A Fighting Chance

By Jason Menard

As a father, I can only imagine the pain Strathroy’s John Melo is feeling today, grieving the loss of his son Joshua, who took his own life – with bullying named the catalyst for his action.

Bullying is rampant in our schools – and our schools are ill-equipped to handle it. In fact, many schools have instituted a hands-off policy, the concept of which my wife and I fully support. However, a concept and its reality can be far different things. Essentially, what educational hands-off policies encompass is a zero-tolerance approach to violence and physical aggression. One punch and you’re out.

The hands-off policy has brought a different form of bullying to the fore. Now, more than the realized action of violence, the perceived threat of violence and intimidation are the preferred tactics of bullies. What hands-off policies tend to breed is a refuge for more subtle forms of bullying: veiled threats, intimidation, implied violence, and ostracizing run almost unchecked, with little recourse for the victims of this situation. While there’s an increased awareness of the social and emotional ramifications of bullying within the school system, the current system, as it exists, ends up protecting the aggressors and further victimizing the victimized.

As adults we tend to overrationalize the problems faced by our children. What seems clear to us, illuminated by the wisdom of experience and perspective, is not so clear to our youth. While adults can understand that these threats are nothing more than a cry for attention, or braggadocio covering up the bully’s insecurities and fears, to our children these threats are real and present threats to their physical and emotional well being.

I’ve seen some kids’ frustration with their situation. Up until a certain age, kids just aren’t equipped with the mental and emotional maturity to diffuse situations with intellectual tools like negotiation, humour, or dialogue. Rather, they’re more impulsive, conflicted in their thought processes, and incapable of resolving their emotions in a mature way.

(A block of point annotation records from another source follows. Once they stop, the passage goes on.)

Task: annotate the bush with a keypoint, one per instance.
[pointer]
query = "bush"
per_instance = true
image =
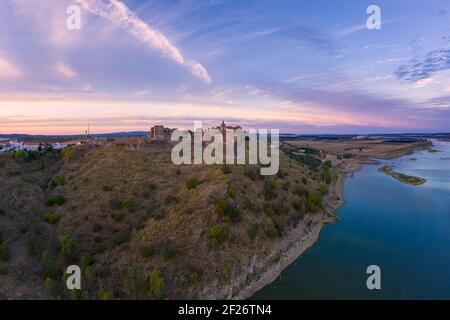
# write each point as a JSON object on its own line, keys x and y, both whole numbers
{"x": 231, "y": 191}
{"x": 51, "y": 287}
{"x": 33, "y": 243}
{"x": 145, "y": 251}
{"x": 300, "y": 191}
{"x": 4, "y": 253}
{"x": 52, "y": 218}
{"x": 218, "y": 234}
{"x": 107, "y": 188}
{"x": 49, "y": 265}
{"x": 68, "y": 248}
{"x": 155, "y": 212}
{"x": 157, "y": 283}
{"x": 115, "y": 203}
{"x": 60, "y": 200}
{"x": 251, "y": 173}
{"x": 192, "y": 183}
{"x": 129, "y": 204}
{"x": 106, "y": 295}
{"x": 134, "y": 283}
{"x": 61, "y": 180}
{"x": 121, "y": 237}
{"x": 169, "y": 252}
{"x": 314, "y": 202}
{"x": 227, "y": 208}
{"x": 52, "y": 200}
{"x": 347, "y": 155}
{"x": 194, "y": 278}
{"x": 270, "y": 189}
{"x": 117, "y": 216}
{"x": 170, "y": 199}
{"x": 97, "y": 227}
{"x": 22, "y": 156}
{"x": 86, "y": 261}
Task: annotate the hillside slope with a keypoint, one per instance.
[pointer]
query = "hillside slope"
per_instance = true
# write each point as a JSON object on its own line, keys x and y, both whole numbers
{"x": 141, "y": 227}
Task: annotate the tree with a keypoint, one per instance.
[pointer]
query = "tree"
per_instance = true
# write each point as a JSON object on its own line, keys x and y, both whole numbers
{"x": 68, "y": 248}
{"x": 157, "y": 283}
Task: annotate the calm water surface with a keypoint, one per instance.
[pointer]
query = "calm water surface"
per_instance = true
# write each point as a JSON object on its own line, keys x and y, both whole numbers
{"x": 401, "y": 228}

So what do they do? They either become sullen and reclusive, or they lash out – but with the hands-off policy, they are punished for striking back against their aggressors, while the bullies get off scot-free. And as much as students and administrators encourage students to come forward with their concerns and fears, few if any students will do so out of fear of being branded a “squealer” or “tattle-tale.” Parental intervention often does more harm than good as well, as the child then becomes a target for having other people fighting their battles (the irony of which is that these bullies often travel in packs, having older children as their muscle.)

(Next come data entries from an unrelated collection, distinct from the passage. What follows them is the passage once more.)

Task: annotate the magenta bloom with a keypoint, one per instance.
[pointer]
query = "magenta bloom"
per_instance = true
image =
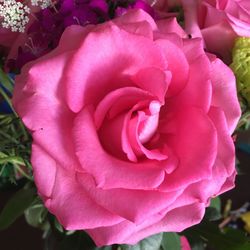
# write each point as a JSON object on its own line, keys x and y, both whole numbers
{"x": 131, "y": 128}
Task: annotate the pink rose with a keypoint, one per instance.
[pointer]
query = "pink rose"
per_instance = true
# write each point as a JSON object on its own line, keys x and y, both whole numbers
{"x": 131, "y": 128}
{"x": 221, "y": 21}
{"x": 184, "y": 243}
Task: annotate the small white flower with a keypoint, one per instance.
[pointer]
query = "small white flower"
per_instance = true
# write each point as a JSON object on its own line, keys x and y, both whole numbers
{"x": 13, "y": 15}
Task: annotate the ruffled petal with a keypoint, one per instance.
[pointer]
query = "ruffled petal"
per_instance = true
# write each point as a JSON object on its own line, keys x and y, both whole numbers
{"x": 144, "y": 175}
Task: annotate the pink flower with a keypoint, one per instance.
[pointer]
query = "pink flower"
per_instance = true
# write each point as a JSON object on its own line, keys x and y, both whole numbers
{"x": 184, "y": 243}
{"x": 221, "y": 21}
{"x": 131, "y": 128}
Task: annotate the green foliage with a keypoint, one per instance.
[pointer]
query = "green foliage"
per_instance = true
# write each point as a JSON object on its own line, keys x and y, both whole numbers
{"x": 16, "y": 206}
{"x": 36, "y": 215}
{"x": 209, "y": 233}
{"x": 14, "y": 141}
{"x": 213, "y": 212}
{"x": 171, "y": 241}
{"x": 150, "y": 243}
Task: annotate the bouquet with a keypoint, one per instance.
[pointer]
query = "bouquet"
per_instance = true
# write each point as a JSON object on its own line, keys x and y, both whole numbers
{"x": 118, "y": 120}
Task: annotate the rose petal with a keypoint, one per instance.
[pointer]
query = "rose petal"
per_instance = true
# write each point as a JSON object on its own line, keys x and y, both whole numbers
{"x": 144, "y": 175}
{"x": 104, "y": 69}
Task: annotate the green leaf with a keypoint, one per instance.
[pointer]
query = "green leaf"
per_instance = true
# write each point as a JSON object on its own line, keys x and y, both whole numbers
{"x": 36, "y": 216}
{"x": 15, "y": 207}
{"x": 150, "y": 243}
{"x": 171, "y": 241}
{"x": 232, "y": 239}
{"x": 213, "y": 212}
{"x": 216, "y": 203}
{"x": 6, "y": 81}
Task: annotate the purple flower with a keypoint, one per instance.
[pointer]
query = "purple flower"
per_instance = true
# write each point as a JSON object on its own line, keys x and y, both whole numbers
{"x": 45, "y": 32}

Bullying also is not simply restricted to the schoolyard. While threats may not be carried out on the playground, the victims of bullying carry the fear that they could be confronted on their way home from school, in their neighbourhood, or at their park. While the hands-off policies may discourage violence on the school property, they have little effect on the outside world.

So what are we to do? If a school embraces a hands-off policy and is vigilant in its execution, it must be equally, if not more so, vigilant in the proactive curtailment of intimidation. A verbal threat must be treated with the same response as if a punch was thrown, and teachers and administrators must be increasingly vigilant about actively looking for these situations. Threatening another student should eventually result in suspensions, parents should be immediately notified about their children’s aggressive behaviour, and consequences must be set in place to discourage this type of activity.

It’s a lot of work, but it needs to be done. When I was in school, you dealt with bullies in one of two ways, you either turned tail and ran or you stood your ground and fought. There was a clear line and there were no shades of grey. Obviously a return to this type of frontier justice is neither desired or warranted.

However, if we truly want to embrace a hands-off policy and make our schools a safe haven for social and educational development, then we need to do a better job of making sure that all our students stand – pardon the expression – a fighting chance.